Thursday, January 22, 2009

Town Folk of the Mind--Part I


In the story of the paralytic with the ingenious friends (Mark 2:1-12), our attention usually goes immediately to the clever determination that leads the men carrying the paralytic to lower him into Jesus’ presence through the roof. Their faith, says Mark, prompts Jesus first to forgive the paralyzed man his sins, to the consternation of the scribes, and then to heal him.
However, before the action really begins, the evangelist sets up the necessity for drastic action by saying “they could not bring him to Jesus because of the crowd” (Mark 2:4). Think for a minute about the scene. Having discovered that Jesus was home in Capernaum, “So many gathered around that there was no longer room for them, not even in front of the door; and he was speaking the word to them” (Mark 2:2). You can imagine people jostling one another for a better spot so they could hear. A few well-placed elbows and a little toe-stomping could probably get a determined person to the front. Some of the crowd may have brought their own sick to be healed. Others were no doubt looking for something exciting, some action or some word that would liven up their day-to-day existence and give them something new to gossip about. This rabbi was new on the scene, after all, and had been known to work wonders already. Whatever their motives, they were apparently not ready to make way for a paralyzed man carried by four other men. Although Capernaum seems to have been a good-sized place that drew business from the surrounding area, chances are that a lot of people gathered knew one another, but they don’t seem to have been exhibiting much neighborliness.

Why not? What sort of people would ignore and even bar the road to such obvious need? Were they so preoccupied with hearing and seeing for themselves, so blinded by their own determination to get close, so hungry themselves that they could not make space for a man whose need for Jesus was so much greater than their own? Evidently so.

This troublesome little scene stuck in my mind like a burr when I heard it read in church lately. In the context of the gospel, the story is neither parable nor allegory, but it forced my thoughts toward the town folk of my own mind. Are there in me preoccupations, plans, purposes that stand in the way of my own need to seek and find Christ in the busy marketplace of my days? Of course there are. Usually, they look like harmless squiggles in my planner, but the ancient monastic tradition of the early Christian desert prods me into recognition that some of them are more than squiggles and far from harmless. Those unforgettable voices of a wisdom that knew all too well the foibles of the human spirit spoke plainly about the “thoughts” that drive us. Conventions of translation used to call those “thoughts” the “passions”, but once “passion” was generally co-opted by the literature of sexual morality, it lost the real flavor of what the desert fathers and mothers were talking about. They meant the inner forces that invaded the peaceful harmony of mind, heart, spirit, and body and drove those powerful faculties into a focused preoccupation that shut out prayer, charity, wisdom and balance in order to concentrate all energy on whatever “thoughts” consumed and drove the hapless human taken up with them. The desert teachers eventually named them gluttony, lust, avarice, acedia (a sort of restless, unfocussed dissatisfaction that guts initiative and perseverance in anything worthwhile), anger, despondency, vainglory and pride. The list is familiar. These are not passing whims but the gathered energy of imagination and body toward the fulfillment of some need perceived as urgent, with the collaboration of a mind happy to provide all sorts of convincing rationalizations.

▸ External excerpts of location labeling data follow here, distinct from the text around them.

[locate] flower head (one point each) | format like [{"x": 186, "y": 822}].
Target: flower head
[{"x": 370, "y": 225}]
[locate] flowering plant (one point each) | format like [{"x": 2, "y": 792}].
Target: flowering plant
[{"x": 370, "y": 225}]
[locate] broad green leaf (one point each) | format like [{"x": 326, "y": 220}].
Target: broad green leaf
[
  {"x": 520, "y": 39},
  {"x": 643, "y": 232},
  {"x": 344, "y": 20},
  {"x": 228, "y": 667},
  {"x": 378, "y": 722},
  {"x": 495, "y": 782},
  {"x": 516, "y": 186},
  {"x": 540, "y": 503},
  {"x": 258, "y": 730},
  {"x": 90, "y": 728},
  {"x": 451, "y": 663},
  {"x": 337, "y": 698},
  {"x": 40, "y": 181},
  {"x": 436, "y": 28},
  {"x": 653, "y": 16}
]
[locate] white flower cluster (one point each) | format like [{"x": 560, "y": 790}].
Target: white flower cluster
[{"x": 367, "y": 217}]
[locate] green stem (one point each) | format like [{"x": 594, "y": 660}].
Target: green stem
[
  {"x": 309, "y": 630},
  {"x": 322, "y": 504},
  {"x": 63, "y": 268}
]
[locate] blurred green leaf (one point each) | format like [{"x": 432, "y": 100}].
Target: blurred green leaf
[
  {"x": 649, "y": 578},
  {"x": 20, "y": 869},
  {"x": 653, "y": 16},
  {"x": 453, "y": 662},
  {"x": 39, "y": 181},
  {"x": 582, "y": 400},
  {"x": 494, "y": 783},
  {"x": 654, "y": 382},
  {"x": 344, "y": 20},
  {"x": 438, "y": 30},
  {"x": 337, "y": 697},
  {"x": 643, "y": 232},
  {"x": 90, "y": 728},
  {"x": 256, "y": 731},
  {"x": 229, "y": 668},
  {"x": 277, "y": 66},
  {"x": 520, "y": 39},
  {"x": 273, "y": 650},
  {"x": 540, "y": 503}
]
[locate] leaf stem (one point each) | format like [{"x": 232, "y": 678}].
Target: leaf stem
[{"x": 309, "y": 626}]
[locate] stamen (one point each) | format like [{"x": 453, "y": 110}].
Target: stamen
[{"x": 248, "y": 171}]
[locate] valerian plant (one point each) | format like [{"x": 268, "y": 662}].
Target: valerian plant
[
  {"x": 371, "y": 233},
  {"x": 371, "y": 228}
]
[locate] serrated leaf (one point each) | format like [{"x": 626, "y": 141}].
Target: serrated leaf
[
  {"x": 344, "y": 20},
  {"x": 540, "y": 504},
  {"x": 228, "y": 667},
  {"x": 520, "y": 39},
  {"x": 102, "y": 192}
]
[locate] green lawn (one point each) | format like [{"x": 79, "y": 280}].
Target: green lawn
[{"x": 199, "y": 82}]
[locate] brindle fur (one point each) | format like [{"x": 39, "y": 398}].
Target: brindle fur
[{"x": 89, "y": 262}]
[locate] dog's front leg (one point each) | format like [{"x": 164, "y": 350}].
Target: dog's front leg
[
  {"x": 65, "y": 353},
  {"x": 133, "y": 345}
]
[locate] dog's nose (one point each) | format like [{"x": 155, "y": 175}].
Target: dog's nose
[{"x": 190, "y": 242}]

Wait a minute! We began by considering the mindset of people so eager to hear and see Jesus that they block the way of a paralytic carried on a pallet. Surely these “thoughts”—which, in fact, do become passions—do not apply to the mind in quest of Christ? Of course they do. I won’t speak for you, but I am perfectly capable of setting up an imaginary Christ sketched from the gospel but cleverly twisted by my own thought processes to represent the fulfillment of all the desires of the almighty Me. The crowd in Capernaum was likely as driven by curiosity, hope of break from their normal routine, avidity for wonders, undefined desire for something more, competition with the others to get the best place, and anger when someone else got there first as they were by pure religious impulse. Most of us are sometimes, aren’t we? The town folk of my own mind don’t differ much from the town folk of Capernaum or of any crowd collected to hear and see any celebrity.